-
Notifications
You must be signed in to change notification settings - Fork 1
Description
Summary
We have been refactoring Jawk''s eval/interpret runtime to reduce overhead for precompiled AWK expressions and make structured input first-class for embedders such as MetricsHub.
The main target is repeated execution of small precompiled expressions through Awk.eval(...) and Awk.interpret(...), especially when a host application executes thousands of small AWK snippets in tight loops.
Motivation
MetricsHub compiles connectors ahead of time and stores the resulting AwkTuples in a binary connector artifact.
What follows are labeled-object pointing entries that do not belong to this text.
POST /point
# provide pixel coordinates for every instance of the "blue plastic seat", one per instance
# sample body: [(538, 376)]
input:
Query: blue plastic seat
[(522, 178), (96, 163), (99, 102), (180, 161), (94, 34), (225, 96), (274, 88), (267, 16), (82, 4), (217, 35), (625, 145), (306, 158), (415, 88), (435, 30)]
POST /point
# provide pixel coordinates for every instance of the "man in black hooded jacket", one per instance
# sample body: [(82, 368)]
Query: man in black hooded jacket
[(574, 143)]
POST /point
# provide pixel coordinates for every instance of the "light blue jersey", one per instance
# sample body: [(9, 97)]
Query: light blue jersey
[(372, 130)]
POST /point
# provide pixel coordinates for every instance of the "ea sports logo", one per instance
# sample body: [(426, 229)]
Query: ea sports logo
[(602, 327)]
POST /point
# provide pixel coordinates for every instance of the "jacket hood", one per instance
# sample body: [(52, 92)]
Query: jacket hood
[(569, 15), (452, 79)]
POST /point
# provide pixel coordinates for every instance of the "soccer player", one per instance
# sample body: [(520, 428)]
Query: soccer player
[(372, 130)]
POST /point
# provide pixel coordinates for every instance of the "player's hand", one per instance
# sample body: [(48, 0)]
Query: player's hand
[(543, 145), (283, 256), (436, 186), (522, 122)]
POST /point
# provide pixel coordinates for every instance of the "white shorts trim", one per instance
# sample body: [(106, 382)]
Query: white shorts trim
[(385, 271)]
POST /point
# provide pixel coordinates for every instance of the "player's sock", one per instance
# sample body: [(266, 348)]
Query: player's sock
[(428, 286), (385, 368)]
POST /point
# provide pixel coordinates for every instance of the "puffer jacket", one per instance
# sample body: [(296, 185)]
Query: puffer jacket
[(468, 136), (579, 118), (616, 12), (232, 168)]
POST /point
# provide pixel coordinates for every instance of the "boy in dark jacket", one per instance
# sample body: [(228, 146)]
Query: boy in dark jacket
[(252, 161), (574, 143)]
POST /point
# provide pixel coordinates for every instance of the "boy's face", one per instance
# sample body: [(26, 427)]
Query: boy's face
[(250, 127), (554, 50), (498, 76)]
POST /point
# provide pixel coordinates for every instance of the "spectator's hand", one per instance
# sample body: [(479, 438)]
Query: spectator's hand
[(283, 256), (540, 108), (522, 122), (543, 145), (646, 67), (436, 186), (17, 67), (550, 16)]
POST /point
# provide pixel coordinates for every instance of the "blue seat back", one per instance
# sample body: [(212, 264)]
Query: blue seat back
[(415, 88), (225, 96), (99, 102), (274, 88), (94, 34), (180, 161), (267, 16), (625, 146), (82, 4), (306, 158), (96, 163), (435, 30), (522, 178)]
At runtime, the product should be able to deserialize thousands of precompiled AWK expressions and execute them immediately, without paying avoidable initialization costs.
Important use cases:
- evaluate precompiled expressions repeatedly
- evaluate against either plain text input or structured input sources
- avoid serializing/deserializing
$0when the host already has fields - keep the runtime boundary clean between AVM internals and JRT external interactions
Scope
This work stream covers the following runtime changes.
Runtime split and API cleanup
- keep
AVMfocused on opcode execution, variables, stacks, and pure runtime helpers - keep
JRTfocused on input/output interactions and AWK record state - simplify
Awk.eval(...)so callers configure separators through theAwkSettingsattached to theAwkinstance instead of per-call overrides - make
Awk.eval(...)andAwk.interpret(...)work naturally with precompiledAwkTuples
Structured input and lazy record state
- evolve
InputSourceso a source can provide:- record text only
- fields only
- both text and fields
- move JRT record handling behind a lazy record-state model
- keep
$0,$1..$NF, andNFsynchronized only on demand - support hosts that provide fields directly without forcing eager
$0materialization
Eval-path performance improvements
- support tuple-driven execution profiling in
AwkTuples - serialize execution metadata with precompiled tuples so deserialized tuples are execution-ready
- let
Awk.eval(...)choose the right execution path from tuple metadata instead of rescanning every time - make stateful eval thread-safe by using a fresh AVM per call
- reduce per-call setup for precompiled eval where possible
- omit redundant
SET_NUM_GLOBALSinitialization for eval tuples that never touch runtime-stack-backed variables or global metadata
Execution semantics and maintainability
- remove stale or redundant eval-specific APIs when the general eval path already handles read-only tuples
- simplify AVM preparation so eval and interpret follow the same preparation flow
- document supported reuse patterns:
- normal
Awk.eval(...) - repeated eval on precompiled tuples
- structured
InputSourceimplementations - advanced sequential
AVMreuse
- normal
Expected outcome
After this work, Jawk should provide a cleaner and faster embedding story for products such as MetricsHub:
- precompiled tuples can be deserialized and executed immediately
- field-based input sources can avoid unnecessary
$0rebuilds - repeated small eval calls pay much less setup overhead
- runtime responsibilities are clearer between
AVMandJRT
Notes
This is an optimization and architecture issue, not a request for a new public DSL/API. The goal is to improve the existing embedding APIs and runtime internals so high-throughput products can use Jawk efficiently.